SFEBES2022 Poster Presentations Reproductive Endocrinology (36 abstracts)
Imperial College London, London, United Kingdom
Defects in any of the four functional domains of the androgen receptor (AR) (resulting from loss-of-function or gain-of-function mutations), may affect androgen action. Specific AR splice variants have been reported in women with PCOS (Wang et al, PNAS 2015 112 4743). In this study we sought to identify AR splice variants in granulosa-lutein (GL) cells of women with and without PCOS and to assess their functional significance. GL cells were harvested from women undergoing IVF (6 with PCOS, 9 controls). AR gene expression by qPCR was performed, using primers directed against full-length AR (AR-fl) and well-recognised AR variants (AR-567es, AR-v7, AR-exon1) as well as those that appear to be exclusively expressed in PCOS GL cells with an insertion (AR-ins) or deletion (AR-del) between exons 2 and 3. AR-fl expression was greater in women with PCOS than those without. AR-v7 was undetectable in all samples. Variants AR-del, AR-567es and AR-exon1 were expressed in GL cells but showed no differences between controls and PCOS. There was, however, a 3-fold increase (P<0.05) in expression of AR-ins in cells from women with PCOS compared with controls. AR-flor or AR-ins was transfected into HEK293 cells and exposed to dihydrotestosterone (DHT) in culture. Using immunohistochemistry, we observed that AR-fl was, as expected, translocated to the nucleus upon DHT treatment; by contrast AR-ins remained cytoplasmic.
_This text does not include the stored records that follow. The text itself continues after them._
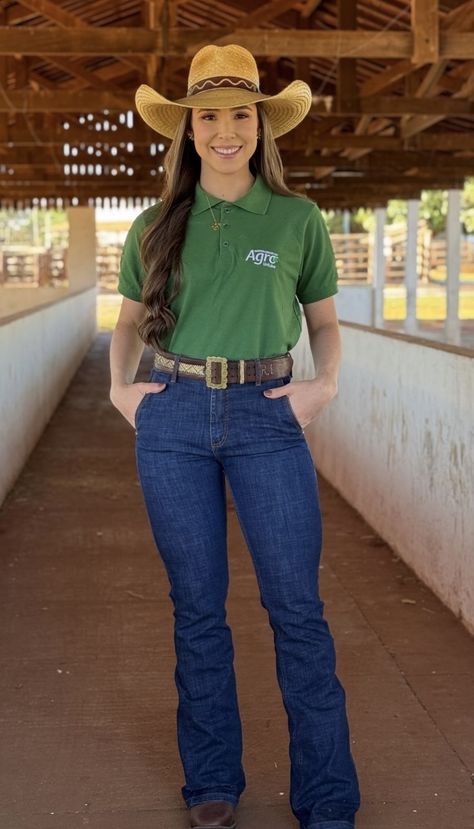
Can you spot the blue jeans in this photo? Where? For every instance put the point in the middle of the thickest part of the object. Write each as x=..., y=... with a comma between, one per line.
x=189, y=440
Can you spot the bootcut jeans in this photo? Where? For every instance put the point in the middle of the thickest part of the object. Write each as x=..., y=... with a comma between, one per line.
x=190, y=439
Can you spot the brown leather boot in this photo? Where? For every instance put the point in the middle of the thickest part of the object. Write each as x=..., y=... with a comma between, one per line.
x=213, y=814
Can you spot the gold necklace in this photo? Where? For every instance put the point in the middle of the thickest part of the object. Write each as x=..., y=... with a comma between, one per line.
x=215, y=225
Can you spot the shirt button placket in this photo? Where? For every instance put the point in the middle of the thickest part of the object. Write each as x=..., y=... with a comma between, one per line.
x=225, y=225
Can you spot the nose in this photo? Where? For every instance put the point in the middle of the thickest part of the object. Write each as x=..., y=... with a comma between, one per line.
x=225, y=124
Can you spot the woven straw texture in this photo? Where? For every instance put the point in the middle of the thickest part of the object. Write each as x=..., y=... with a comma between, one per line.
x=219, y=69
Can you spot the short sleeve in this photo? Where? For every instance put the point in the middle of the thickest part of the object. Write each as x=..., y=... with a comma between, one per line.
x=318, y=273
x=131, y=272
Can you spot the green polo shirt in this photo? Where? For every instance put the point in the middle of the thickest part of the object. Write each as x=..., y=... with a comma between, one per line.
x=242, y=285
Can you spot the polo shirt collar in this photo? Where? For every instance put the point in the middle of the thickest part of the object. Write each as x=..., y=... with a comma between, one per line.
x=256, y=200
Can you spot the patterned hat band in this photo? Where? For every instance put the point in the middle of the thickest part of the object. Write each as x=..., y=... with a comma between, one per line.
x=221, y=81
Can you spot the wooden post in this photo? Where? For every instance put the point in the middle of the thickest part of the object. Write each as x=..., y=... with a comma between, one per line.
x=378, y=281
x=411, y=271
x=453, y=262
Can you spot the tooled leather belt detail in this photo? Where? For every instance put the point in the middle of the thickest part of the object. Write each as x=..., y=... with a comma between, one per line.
x=219, y=372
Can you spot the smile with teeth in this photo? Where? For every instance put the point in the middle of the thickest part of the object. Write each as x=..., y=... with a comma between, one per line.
x=227, y=151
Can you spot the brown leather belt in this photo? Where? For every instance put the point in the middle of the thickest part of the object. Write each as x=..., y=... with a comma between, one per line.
x=219, y=372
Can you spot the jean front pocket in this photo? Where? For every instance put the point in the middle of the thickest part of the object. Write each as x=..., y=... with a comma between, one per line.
x=290, y=411
x=139, y=409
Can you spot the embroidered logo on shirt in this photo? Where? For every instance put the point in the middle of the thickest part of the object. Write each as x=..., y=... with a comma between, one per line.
x=268, y=258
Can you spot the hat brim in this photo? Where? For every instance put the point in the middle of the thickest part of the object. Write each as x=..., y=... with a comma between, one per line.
x=285, y=110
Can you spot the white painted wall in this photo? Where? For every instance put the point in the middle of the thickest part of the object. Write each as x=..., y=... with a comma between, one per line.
x=354, y=303
x=398, y=444
x=40, y=350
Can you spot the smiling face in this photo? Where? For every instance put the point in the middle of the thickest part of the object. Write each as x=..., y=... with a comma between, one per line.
x=225, y=139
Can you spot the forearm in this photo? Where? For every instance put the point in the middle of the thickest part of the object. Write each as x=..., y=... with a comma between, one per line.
x=126, y=350
x=325, y=343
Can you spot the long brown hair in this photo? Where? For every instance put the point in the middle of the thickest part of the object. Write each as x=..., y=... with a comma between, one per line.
x=163, y=239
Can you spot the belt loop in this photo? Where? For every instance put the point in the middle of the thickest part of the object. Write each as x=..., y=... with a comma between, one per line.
x=174, y=375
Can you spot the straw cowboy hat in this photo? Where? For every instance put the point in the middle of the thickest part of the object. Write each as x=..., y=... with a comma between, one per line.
x=219, y=77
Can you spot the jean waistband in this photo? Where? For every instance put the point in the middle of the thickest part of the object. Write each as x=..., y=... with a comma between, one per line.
x=219, y=372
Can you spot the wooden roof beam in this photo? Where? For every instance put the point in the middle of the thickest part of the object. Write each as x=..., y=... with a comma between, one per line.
x=425, y=28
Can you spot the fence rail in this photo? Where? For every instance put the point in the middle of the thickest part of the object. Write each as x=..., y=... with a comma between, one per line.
x=354, y=257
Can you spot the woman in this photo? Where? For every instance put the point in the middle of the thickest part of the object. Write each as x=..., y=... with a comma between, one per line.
x=212, y=277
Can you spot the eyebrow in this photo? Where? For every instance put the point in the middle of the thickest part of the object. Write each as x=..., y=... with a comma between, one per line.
x=209, y=109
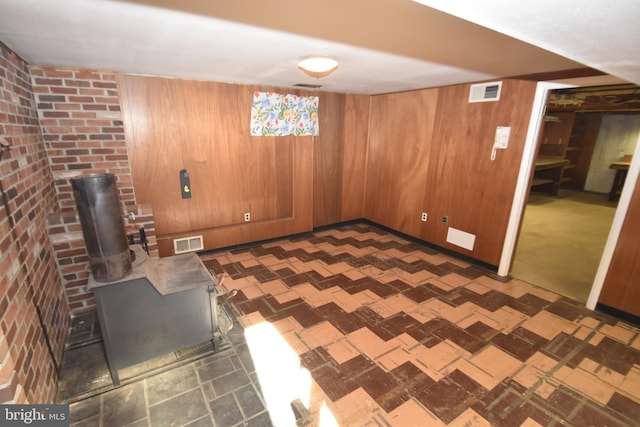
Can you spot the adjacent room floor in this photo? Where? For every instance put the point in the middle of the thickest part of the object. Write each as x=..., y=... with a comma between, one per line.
x=355, y=326
x=562, y=240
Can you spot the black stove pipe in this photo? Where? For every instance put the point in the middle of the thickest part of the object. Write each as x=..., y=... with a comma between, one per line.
x=102, y=223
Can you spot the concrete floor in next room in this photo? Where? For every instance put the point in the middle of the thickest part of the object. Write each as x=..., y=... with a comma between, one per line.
x=355, y=326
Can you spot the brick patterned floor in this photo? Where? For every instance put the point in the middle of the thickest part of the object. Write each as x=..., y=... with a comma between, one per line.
x=361, y=327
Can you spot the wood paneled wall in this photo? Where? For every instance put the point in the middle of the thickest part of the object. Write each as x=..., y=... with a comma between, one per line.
x=340, y=158
x=473, y=191
x=400, y=139
x=429, y=151
x=203, y=127
x=621, y=288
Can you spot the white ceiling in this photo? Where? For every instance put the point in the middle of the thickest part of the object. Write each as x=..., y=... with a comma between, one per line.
x=382, y=45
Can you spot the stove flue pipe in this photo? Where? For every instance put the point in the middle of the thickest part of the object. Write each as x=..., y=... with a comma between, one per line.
x=102, y=223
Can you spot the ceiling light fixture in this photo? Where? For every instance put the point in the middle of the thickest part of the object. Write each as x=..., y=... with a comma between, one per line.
x=318, y=66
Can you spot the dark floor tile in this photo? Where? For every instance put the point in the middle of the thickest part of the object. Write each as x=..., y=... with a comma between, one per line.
x=87, y=422
x=84, y=409
x=244, y=354
x=482, y=331
x=446, y=399
x=179, y=410
x=124, y=405
x=260, y=420
x=225, y=411
x=171, y=383
x=230, y=382
x=249, y=401
x=205, y=421
x=568, y=309
x=588, y=415
x=83, y=369
x=216, y=369
x=519, y=346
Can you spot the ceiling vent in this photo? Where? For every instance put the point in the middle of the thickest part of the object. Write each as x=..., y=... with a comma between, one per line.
x=485, y=92
x=187, y=244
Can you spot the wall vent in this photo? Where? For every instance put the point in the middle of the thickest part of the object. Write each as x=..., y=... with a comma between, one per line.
x=187, y=244
x=485, y=92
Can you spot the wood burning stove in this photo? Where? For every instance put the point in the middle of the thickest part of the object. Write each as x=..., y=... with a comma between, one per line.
x=151, y=306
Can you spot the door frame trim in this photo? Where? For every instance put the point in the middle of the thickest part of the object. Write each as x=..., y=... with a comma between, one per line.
x=522, y=190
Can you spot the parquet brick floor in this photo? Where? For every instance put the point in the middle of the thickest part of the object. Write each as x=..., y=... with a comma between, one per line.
x=377, y=330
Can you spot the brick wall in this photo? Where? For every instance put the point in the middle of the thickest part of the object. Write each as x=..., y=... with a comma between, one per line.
x=80, y=117
x=32, y=303
x=82, y=126
x=70, y=251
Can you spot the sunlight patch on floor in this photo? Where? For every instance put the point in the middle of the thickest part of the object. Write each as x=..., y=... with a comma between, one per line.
x=282, y=378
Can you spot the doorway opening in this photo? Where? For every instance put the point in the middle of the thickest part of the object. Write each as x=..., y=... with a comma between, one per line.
x=588, y=136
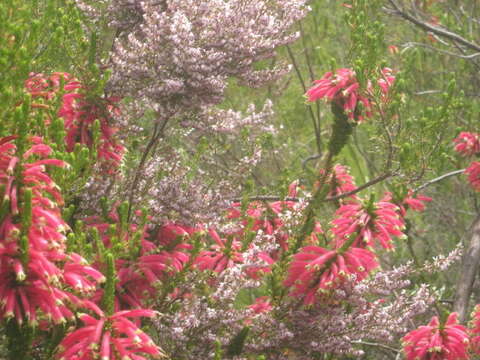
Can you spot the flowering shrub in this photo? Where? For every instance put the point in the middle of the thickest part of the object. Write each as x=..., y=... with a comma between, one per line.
x=109, y=254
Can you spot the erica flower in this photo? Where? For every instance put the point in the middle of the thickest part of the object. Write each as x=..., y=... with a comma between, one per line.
x=315, y=269
x=343, y=89
x=261, y=305
x=386, y=80
x=32, y=238
x=113, y=337
x=79, y=115
x=475, y=329
x=467, y=143
x=437, y=342
x=473, y=172
x=371, y=222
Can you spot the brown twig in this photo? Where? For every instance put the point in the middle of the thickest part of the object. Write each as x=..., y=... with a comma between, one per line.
x=468, y=272
x=434, y=29
x=329, y=198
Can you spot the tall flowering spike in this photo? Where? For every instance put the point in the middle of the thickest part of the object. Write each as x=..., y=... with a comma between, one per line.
x=78, y=114
x=109, y=337
x=437, y=341
x=467, y=143
x=475, y=329
x=343, y=89
x=386, y=80
x=32, y=249
x=369, y=223
x=473, y=172
x=314, y=270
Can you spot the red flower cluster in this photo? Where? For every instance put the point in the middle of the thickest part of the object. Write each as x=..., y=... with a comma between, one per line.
x=32, y=240
x=79, y=114
x=139, y=276
x=108, y=337
x=315, y=269
x=343, y=88
x=436, y=341
x=379, y=222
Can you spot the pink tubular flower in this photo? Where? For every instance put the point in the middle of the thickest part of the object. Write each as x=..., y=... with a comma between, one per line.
x=467, y=143
x=79, y=115
x=473, y=172
x=386, y=81
x=261, y=305
x=437, y=342
x=377, y=222
x=315, y=269
x=32, y=254
x=343, y=89
x=109, y=337
x=475, y=330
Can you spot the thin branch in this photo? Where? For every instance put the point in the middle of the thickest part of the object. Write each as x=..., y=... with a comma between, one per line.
x=329, y=198
x=469, y=268
x=445, y=52
x=386, y=347
x=156, y=135
x=434, y=29
x=312, y=115
x=438, y=179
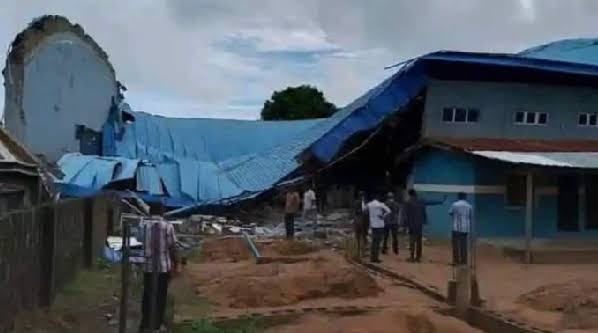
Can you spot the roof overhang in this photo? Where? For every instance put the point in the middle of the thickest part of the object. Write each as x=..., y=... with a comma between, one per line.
x=575, y=154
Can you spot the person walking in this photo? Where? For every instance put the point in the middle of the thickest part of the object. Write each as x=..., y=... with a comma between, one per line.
x=376, y=211
x=391, y=224
x=414, y=218
x=360, y=222
x=291, y=208
x=161, y=260
x=461, y=214
x=310, y=211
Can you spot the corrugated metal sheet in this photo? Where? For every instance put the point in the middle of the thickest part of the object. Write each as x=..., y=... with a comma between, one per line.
x=563, y=160
x=579, y=50
x=471, y=144
x=370, y=110
x=219, y=161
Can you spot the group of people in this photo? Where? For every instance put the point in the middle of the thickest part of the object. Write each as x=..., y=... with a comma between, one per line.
x=385, y=216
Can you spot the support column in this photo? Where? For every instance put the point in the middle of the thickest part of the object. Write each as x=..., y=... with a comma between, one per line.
x=529, y=217
x=581, y=203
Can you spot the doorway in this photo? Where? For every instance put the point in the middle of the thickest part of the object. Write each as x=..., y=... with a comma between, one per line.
x=568, y=203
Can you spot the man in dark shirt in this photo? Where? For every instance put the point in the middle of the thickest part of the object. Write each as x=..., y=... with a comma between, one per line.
x=414, y=217
x=391, y=224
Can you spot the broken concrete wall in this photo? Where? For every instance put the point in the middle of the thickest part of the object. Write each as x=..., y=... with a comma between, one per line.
x=56, y=78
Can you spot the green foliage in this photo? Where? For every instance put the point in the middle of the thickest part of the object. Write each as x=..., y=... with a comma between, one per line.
x=293, y=103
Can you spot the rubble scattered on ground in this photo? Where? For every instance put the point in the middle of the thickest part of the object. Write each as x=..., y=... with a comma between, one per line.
x=220, y=225
x=577, y=300
x=286, y=248
x=271, y=285
x=227, y=249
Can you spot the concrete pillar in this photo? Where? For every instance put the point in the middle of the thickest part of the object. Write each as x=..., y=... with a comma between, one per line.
x=529, y=217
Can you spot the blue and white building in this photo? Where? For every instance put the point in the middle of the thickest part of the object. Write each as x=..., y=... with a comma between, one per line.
x=517, y=132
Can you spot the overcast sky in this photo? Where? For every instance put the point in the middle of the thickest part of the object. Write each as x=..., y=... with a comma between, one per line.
x=223, y=58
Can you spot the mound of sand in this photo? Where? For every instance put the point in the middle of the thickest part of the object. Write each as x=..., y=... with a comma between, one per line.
x=288, y=284
x=286, y=248
x=387, y=321
x=576, y=300
x=224, y=250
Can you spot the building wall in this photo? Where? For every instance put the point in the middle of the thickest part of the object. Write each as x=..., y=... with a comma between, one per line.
x=65, y=83
x=497, y=103
x=439, y=174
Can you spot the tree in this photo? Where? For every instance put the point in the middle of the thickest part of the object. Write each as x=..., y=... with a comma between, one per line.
x=293, y=103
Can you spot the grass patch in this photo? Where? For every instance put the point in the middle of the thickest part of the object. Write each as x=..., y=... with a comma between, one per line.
x=248, y=325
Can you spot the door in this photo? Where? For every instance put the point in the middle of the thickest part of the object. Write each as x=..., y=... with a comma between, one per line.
x=592, y=202
x=568, y=203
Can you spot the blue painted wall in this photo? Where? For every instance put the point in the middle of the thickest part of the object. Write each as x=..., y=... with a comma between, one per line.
x=493, y=217
x=498, y=102
x=65, y=84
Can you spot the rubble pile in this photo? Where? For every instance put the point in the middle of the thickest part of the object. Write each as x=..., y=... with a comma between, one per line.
x=214, y=225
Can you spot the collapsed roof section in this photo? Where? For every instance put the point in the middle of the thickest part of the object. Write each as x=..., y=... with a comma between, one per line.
x=210, y=161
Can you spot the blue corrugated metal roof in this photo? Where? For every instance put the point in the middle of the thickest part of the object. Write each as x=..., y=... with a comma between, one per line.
x=580, y=50
x=370, y=110
x=215, y=161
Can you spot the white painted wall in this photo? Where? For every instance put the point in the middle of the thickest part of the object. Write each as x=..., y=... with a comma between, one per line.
x=66, y=83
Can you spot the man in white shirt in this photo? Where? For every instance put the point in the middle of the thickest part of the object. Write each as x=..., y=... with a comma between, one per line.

Preliminary studies of non-genomic AR signalling in HEK293 cells show that both AR-fl and AR-ins respond within 30 mins to DHT exposure, by activation of both PI3K and MAPK pathways. In summary, AR splice variants were detected in GL cells of women with and without PCOS, with greater expression of AR-ins found in cells from PCOS. We suggest that non-genomic signalling of AR-fl and AR-ins observed in HEK293 cells results in aberrant function in PCOS GL cells, in which both AR-fl and AR-ins are overexpressed.